After IV administration, colistimethate sodium, a prodrug, undergoes spontaneous hydrolysis to form colistin base, which is a complex bioactive antimicrobial mixture with two active components, colistin A (polymyxin E1) and colistin B (polymyxin E2). An in vitro study showed that 31.2% of colistimethate sodium in human plasma was hydrolyzed to colistin base in 4 hours at 37 degrees.

After IM administration, colistimethate sodium, a prodrug, undergoes spontaneous hydrolysis to form colistin base, which is a complex bioactive antimicrobial mixture with two active components, colistin A (polymyxin E1) and colistin B (polymyxin E2). An in vitro study showed that 31.2% of colistimethate sodium in human plasma was hydrolyzed to colistin base in 4 hours at 37 degrees.

When colistimethate sodium is given by nebulization, variable absorption has been reported that may depend on the aerosol particle size, nebulizer system, and lung status; studies in healthy volunteers and patients with various infections have reported serum concentrations from undetectable to >= 4mg/L. Therefore, the possibility of systemic absorption should always be borne in mind when treating patients by inhalation.
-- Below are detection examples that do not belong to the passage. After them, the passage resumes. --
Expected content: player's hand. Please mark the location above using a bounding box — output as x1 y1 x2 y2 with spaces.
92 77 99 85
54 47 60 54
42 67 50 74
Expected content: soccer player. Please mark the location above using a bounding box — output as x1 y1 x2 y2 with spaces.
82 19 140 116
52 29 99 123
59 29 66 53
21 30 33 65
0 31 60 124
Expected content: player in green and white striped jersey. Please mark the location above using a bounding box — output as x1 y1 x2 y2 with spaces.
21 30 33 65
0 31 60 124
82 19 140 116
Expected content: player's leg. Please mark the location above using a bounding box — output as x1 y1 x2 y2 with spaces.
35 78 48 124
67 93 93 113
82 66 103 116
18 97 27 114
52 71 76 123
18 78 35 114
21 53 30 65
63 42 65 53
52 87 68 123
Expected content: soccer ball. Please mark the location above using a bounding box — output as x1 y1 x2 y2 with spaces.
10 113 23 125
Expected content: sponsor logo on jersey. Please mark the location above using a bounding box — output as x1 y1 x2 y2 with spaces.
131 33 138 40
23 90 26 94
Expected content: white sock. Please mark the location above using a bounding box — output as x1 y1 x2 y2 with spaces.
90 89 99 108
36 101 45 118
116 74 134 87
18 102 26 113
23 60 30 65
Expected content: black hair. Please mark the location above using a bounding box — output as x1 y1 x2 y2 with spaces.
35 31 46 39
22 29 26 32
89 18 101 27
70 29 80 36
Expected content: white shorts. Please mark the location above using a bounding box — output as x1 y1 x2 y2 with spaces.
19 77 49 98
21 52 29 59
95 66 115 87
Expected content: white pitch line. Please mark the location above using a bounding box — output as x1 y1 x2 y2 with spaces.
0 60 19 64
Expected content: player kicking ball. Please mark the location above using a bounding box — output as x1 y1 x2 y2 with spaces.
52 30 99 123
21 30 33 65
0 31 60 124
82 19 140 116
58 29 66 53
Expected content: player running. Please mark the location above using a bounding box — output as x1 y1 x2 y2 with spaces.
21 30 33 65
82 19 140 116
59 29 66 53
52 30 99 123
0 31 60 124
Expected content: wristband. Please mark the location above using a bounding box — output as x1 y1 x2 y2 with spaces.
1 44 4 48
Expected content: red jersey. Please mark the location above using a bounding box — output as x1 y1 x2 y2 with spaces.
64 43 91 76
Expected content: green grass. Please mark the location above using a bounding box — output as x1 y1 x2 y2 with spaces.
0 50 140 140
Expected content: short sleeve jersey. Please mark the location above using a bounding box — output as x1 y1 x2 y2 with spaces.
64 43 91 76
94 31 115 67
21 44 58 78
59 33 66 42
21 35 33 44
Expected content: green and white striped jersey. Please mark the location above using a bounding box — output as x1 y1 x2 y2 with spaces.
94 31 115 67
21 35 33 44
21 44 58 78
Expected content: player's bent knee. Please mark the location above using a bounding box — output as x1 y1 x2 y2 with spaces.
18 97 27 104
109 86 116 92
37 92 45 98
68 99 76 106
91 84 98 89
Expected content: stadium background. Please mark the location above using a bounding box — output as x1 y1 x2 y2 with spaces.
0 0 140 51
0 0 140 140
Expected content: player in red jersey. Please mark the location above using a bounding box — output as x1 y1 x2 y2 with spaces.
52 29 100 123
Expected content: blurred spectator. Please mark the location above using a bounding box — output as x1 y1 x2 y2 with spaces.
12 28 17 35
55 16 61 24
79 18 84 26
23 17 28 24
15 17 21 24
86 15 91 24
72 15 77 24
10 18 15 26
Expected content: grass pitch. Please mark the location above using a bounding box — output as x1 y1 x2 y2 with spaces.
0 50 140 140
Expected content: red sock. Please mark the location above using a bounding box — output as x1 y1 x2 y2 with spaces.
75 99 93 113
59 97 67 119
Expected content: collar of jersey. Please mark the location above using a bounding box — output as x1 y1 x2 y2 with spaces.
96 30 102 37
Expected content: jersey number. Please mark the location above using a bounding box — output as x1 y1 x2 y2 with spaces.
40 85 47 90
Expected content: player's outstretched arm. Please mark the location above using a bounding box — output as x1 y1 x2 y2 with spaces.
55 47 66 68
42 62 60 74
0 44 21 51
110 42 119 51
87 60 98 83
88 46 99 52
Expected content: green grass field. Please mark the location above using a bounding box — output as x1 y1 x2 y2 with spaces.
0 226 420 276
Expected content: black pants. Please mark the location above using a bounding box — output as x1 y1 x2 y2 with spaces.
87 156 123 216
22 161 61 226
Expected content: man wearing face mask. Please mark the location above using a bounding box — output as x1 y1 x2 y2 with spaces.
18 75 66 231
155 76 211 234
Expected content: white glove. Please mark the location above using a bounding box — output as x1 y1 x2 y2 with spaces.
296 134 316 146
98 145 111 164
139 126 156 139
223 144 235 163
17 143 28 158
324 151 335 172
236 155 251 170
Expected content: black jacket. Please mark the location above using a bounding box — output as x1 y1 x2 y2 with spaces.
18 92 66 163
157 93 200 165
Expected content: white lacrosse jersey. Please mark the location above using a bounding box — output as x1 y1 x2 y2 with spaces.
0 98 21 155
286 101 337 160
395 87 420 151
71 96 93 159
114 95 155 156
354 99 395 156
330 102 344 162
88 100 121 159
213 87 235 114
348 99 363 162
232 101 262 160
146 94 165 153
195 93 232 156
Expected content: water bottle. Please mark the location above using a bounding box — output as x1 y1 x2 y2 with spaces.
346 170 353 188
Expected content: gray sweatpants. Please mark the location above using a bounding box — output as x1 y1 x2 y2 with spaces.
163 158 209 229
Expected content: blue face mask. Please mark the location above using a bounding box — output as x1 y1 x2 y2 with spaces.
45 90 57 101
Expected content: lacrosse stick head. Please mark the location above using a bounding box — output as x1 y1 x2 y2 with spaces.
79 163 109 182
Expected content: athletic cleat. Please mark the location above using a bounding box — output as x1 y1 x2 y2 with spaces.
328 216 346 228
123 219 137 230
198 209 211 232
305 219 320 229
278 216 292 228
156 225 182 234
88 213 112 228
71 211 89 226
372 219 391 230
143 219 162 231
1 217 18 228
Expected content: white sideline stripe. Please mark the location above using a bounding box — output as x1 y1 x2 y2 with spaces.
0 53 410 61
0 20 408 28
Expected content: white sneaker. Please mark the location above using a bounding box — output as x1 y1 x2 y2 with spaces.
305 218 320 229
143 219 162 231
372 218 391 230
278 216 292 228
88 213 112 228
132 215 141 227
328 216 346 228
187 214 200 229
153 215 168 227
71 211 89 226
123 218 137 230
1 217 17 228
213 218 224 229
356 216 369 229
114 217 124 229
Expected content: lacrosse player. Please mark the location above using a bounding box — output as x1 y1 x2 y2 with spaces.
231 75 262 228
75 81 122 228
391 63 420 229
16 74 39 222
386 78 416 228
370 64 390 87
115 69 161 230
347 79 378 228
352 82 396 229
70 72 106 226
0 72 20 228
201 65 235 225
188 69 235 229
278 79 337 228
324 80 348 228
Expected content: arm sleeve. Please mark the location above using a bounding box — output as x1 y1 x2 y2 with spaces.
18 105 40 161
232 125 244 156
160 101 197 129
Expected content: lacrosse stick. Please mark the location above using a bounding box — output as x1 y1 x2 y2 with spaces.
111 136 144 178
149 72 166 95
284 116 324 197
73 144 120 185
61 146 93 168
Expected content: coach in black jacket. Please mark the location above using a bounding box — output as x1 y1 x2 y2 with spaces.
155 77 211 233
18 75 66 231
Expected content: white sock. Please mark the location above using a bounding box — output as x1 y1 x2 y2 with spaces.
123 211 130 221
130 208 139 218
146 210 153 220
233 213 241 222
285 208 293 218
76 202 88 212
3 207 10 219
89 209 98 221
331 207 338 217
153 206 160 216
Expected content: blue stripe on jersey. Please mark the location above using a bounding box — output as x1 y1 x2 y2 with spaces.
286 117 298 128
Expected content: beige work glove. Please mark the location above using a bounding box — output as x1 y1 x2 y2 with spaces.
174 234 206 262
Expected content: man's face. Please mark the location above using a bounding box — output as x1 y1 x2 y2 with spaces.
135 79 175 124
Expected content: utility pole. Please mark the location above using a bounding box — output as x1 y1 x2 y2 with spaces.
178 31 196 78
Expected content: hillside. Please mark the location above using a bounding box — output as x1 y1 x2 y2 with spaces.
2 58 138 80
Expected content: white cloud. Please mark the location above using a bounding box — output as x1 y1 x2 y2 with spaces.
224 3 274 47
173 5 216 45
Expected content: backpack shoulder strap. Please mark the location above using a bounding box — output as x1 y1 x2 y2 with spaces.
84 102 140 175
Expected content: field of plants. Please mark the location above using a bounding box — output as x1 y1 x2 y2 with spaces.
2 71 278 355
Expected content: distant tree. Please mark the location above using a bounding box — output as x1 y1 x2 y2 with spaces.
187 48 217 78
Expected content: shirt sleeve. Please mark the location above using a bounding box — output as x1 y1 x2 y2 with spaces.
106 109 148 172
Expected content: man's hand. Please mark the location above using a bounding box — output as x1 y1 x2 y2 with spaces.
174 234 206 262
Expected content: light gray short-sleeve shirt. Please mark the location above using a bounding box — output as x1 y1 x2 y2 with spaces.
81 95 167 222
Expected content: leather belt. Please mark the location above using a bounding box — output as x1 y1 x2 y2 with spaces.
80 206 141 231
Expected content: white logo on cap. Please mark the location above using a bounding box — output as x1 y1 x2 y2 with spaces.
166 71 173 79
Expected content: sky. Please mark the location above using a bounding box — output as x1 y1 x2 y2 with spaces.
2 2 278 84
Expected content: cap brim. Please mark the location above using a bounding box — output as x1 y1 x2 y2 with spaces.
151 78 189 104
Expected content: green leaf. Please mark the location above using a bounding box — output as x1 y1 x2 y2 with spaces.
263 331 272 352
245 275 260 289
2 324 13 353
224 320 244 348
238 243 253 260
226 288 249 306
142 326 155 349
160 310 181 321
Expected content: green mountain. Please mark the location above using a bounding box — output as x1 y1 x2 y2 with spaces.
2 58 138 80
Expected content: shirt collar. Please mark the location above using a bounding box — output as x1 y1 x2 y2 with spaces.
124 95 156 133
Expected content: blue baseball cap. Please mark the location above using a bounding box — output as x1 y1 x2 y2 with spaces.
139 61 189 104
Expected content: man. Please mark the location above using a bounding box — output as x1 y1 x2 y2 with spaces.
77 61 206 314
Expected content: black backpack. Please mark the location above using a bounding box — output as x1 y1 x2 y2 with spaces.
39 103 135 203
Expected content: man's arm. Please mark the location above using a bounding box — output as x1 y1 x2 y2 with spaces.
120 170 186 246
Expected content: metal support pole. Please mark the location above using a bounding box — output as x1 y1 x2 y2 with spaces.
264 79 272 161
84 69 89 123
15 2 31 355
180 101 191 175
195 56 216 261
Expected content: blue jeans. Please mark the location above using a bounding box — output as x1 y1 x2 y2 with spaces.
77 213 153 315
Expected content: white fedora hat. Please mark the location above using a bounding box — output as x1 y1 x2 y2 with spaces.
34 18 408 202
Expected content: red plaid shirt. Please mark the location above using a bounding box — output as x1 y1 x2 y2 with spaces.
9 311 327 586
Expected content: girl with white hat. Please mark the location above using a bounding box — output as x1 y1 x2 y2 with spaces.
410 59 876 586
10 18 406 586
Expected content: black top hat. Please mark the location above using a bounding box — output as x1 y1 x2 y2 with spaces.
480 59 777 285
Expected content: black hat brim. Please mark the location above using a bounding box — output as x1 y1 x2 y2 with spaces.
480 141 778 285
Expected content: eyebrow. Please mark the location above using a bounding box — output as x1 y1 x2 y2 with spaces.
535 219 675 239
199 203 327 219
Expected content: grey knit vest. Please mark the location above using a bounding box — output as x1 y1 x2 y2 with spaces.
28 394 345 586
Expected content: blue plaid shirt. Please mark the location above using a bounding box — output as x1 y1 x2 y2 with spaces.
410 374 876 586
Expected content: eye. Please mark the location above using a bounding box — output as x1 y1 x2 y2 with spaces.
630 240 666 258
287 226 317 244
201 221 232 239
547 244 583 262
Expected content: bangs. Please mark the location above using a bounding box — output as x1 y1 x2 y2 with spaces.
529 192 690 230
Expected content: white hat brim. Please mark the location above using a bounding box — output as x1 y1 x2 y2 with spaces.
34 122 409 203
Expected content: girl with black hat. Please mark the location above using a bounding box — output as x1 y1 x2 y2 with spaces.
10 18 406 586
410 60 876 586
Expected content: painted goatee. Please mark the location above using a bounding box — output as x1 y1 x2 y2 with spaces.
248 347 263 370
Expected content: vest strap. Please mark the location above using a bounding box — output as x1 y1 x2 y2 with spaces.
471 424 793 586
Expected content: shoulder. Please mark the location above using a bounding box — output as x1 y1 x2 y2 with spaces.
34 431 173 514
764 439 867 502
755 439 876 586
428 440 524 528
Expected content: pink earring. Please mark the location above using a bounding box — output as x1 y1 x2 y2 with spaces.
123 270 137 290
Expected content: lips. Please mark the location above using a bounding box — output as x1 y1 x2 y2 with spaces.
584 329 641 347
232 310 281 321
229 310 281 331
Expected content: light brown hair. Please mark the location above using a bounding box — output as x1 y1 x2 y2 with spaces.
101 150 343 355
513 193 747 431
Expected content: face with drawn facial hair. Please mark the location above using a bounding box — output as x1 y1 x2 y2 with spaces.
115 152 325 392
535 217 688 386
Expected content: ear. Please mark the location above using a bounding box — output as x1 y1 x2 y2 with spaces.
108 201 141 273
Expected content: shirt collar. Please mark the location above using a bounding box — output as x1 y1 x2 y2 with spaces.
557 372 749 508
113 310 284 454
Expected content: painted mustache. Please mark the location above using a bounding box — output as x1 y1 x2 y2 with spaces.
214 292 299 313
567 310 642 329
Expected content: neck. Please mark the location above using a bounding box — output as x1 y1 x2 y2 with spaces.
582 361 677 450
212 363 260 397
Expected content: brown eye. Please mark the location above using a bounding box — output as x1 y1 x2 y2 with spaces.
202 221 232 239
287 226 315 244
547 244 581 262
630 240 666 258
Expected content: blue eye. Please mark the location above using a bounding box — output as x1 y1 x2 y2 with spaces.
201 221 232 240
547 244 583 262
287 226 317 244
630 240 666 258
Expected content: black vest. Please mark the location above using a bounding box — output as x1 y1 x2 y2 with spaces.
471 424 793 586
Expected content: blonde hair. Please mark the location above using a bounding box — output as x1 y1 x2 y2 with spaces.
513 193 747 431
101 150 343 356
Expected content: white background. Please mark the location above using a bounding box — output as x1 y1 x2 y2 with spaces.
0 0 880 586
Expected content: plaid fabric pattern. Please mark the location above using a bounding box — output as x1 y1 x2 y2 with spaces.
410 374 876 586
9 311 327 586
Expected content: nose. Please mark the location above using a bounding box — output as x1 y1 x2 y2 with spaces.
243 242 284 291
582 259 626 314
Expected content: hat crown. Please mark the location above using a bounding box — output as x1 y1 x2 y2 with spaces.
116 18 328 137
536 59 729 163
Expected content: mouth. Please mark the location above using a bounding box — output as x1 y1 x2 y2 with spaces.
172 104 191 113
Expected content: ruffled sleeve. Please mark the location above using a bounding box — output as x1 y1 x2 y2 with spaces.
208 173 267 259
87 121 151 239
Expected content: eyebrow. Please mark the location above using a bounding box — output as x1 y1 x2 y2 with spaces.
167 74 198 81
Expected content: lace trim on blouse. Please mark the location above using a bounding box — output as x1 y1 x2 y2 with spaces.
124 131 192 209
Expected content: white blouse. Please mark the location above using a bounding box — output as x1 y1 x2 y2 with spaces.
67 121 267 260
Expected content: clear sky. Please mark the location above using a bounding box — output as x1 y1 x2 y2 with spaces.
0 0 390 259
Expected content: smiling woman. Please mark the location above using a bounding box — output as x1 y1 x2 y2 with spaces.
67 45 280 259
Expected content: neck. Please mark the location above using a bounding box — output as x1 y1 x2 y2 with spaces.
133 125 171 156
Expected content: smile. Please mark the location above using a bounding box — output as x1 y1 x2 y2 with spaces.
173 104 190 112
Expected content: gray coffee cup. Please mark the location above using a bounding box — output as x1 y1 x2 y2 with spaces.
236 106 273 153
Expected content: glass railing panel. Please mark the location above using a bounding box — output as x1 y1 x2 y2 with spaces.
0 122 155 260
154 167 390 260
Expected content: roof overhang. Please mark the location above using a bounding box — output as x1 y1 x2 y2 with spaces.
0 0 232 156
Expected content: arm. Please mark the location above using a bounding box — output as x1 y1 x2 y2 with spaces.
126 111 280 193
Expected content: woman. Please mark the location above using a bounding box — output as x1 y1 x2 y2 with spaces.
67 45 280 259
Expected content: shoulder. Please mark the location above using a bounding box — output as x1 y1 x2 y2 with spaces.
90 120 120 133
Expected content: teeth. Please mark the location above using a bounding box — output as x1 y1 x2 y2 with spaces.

However, a study in cystic fibrosis patients showed that colistimethate sodium was undetectable in the urine after 3 months of daily use indicating minimal absorption (renal elimination is the main route of excretion). Since GI absorption of colistimethate sodium is negligible, swallowing colistimethate sodium deposited in the nasopharynx after nebulization is unlikely to add to the systemic exposure.

Intraperitoneal Route
Initial case reports state that colistimethate sodium given intraperitoneally is absorbed, but not at concentrations consistent with therapeutic use. They also imply that there is limited drug removal with peritoneal dialysis, although it is unclear how this data would translate to current peritoneal dialysis practices.

Colistimethate sodium is classified as FDA pregnancy category C. There are no adequate and well controlled studies in pregnant women. Animal reproduction studies have demonstrated adverse fetal effects. Single dose studies in human pregnancy show that colistimethate sodium crosses the placental barrier and there may be a risk of fetal toxicity if repeated doses are given to pregnant patients. Therefore, use colistimethate sodium during pregnancy only if the potential benefit justifies the potential risk to the fetus.

It is not known whether colistimethate sodium is excreted in human milk. However, colistimethate sodium in converted to colistin sulfate in vivo and colistin sulfate is excreted in human breast milk. Use caution when administering colistin to a breast-feeding woman. In a single-dose study of 29 women, 9 women received colistimethate sodium 1 million international units IM and 20 women received 2 million international units IM. In the patients who received the 1 million international units dose, breast milk concentrations of colistin sulfate were 740 mcg/L at 1 hour in a patient, 760 mcg/L at 2 hours in 3 patients, and 140 mcg/L at 3 hours in 5 patients. In the patients who received the 2 million international units IM dose, breast milk concentrations averaged 500 mcg/L at 1 hour after the dose and 789 mcg/L at 2 hours after the dose. In another study, colistimethate sodium 2 million international units IM was administered to 15 women on day 5 postpartum. Peak breast milk concentrations occurred 5 hours post-dose. After 2 doses, the average peak breast milk concentration was 165 mcg/L and the trough was 50 mcg/L. Additionally, 5 women received a dose of 4 million international units IM on day 5 postpartum. After 2 doses, the average peak breast milk concentration was 215 mcg/L and trough was 50 mcg/L. Studies in adults have demonstrated no systemic absorption of colistin sulfate following oral administration; however, caution should be used when administering to breast-feeding mothers as absorption in neonates and infants is erratic.